Our study also identifies increasing number of comorbid conditions to increase the risk of blood transfusions, although not independently. We did not find any studies which have made the same comparison. Our findings may be due the association of comorbid conditions with higher ASA status which has been shown to be an independent predictor for blood transfusions.

Previous studies have shown advancing age (>60) to be a significant predictor of increased risk of blood transfusions following TKA surgery [2, 7, 8, 45, 51]. Diminished postoperative hematopoietic regenerative capacity secondary to advancing age could account for these findings [56]. Our findings do not demonstrate this relationship. This may be due to the fact that the mean age of the population being studied was 62.5 years, thus decreasing the sensitivity of our study to the effects of advancing age (≥60).

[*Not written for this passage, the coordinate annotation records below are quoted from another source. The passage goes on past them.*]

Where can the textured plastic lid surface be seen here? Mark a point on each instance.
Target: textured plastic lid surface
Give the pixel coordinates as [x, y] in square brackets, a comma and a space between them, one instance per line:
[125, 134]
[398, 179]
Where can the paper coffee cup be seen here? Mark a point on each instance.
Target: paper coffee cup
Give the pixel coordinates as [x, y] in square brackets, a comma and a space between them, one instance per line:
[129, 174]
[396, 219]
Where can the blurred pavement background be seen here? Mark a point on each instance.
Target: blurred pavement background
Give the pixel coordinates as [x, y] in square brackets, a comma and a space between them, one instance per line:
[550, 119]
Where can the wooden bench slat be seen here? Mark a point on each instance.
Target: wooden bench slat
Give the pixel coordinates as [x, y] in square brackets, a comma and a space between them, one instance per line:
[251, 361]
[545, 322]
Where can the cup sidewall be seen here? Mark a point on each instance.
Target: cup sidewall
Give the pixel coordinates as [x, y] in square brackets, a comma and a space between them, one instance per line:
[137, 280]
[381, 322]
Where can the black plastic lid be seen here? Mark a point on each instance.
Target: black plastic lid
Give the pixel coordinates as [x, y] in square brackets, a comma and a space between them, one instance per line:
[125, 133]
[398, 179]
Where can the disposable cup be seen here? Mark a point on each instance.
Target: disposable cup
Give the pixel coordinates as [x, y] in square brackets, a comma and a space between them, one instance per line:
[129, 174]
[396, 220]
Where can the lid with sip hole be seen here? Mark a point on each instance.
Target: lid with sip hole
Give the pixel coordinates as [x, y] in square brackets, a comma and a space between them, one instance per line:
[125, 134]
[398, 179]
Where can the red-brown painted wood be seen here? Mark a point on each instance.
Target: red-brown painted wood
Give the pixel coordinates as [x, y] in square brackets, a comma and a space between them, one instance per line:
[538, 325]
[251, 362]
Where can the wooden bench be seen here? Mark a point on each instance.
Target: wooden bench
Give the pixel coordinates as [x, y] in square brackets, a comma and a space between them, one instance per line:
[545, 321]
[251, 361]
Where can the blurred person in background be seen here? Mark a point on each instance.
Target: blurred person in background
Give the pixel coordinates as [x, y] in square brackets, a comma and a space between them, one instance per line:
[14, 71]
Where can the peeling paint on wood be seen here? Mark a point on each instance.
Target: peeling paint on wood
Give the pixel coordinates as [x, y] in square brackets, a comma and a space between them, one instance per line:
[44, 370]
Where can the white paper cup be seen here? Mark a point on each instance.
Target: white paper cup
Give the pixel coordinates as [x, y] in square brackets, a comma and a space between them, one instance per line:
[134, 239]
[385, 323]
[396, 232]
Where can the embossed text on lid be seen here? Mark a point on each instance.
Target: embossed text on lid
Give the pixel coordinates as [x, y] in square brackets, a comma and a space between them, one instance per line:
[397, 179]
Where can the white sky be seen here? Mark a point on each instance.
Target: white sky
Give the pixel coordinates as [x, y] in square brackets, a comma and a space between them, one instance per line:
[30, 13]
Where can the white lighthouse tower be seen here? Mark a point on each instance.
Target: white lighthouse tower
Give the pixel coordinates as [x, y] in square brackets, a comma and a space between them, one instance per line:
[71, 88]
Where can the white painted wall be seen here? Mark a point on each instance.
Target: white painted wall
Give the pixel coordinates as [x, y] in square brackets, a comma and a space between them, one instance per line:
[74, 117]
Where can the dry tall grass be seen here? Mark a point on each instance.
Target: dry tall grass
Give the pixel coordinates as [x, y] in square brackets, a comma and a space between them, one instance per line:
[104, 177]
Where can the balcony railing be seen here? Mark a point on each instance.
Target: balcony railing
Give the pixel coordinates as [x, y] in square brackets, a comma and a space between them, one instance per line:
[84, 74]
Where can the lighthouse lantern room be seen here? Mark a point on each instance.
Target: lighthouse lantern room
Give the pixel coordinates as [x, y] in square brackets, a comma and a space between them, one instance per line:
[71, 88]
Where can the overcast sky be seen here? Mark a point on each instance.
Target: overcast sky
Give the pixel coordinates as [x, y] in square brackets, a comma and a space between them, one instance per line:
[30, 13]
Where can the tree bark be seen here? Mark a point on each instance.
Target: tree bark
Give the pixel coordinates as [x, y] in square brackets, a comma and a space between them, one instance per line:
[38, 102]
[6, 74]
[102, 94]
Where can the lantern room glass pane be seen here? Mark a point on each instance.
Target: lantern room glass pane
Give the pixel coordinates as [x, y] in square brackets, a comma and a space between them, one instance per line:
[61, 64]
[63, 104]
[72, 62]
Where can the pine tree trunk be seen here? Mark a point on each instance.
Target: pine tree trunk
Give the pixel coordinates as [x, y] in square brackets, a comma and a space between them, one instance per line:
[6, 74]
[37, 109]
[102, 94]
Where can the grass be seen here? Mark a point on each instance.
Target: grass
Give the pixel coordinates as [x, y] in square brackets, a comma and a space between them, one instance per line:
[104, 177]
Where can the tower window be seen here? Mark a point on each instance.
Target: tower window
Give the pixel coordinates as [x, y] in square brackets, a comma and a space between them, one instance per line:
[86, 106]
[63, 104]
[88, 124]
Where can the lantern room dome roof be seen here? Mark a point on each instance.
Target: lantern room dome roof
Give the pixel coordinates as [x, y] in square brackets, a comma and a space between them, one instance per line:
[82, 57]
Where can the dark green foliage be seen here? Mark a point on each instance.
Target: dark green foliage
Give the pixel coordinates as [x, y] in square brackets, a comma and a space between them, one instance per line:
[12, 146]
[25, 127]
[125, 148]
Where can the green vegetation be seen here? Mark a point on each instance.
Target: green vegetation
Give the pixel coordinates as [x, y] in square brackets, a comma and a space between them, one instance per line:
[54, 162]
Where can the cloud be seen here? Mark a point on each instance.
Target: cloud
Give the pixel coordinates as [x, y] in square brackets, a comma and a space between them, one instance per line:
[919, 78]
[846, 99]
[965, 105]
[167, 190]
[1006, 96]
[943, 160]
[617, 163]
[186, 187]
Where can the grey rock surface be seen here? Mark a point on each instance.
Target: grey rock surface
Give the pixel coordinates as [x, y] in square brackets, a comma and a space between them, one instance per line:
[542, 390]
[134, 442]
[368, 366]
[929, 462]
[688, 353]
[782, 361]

Having stated the risks associated with blood transfusions and the factors contributing to increased chances of receiving them, it is crucial to apply methods of minimizing their occurrence during the intra and postoperative course of the patient’s experience. A multipronged approach can be adopted to target not only the various risk factors, but also the decision making process and blood management protocols following identification of high risk patients [57].

Caveats

As a single centre study, the number of patients studied is not the true representation for the said population, which is the primary focus of our study. To our knowledge, this research is the first to study the South Asian population which differs from other populations in several ways, as discussed earlier. For greater accuracy and generalizability, multi-centred studies should be carried out including hospitals from several countries of South Asia.

Conclusions

Our study identifies simultaneous bilateral TKA surgery, preoperative anaemia, higher ASA grade (3 and above), female gender, and lower BMI (≤30) as independent predictors for an increased risk of blood transfusions during and following knee arthroplasty surgery in South Asian patients. These factors are similar to those for other populations thus encouraging the use of international guidelines for blood management protocols despite the differences in the genetic makeup and lifestyle between South Asians and other populations. This information will help us in identification of high risk patients and correction of modifiable risk factors to minimize the need for blood transfusions in South Asian patients undergoing TKA.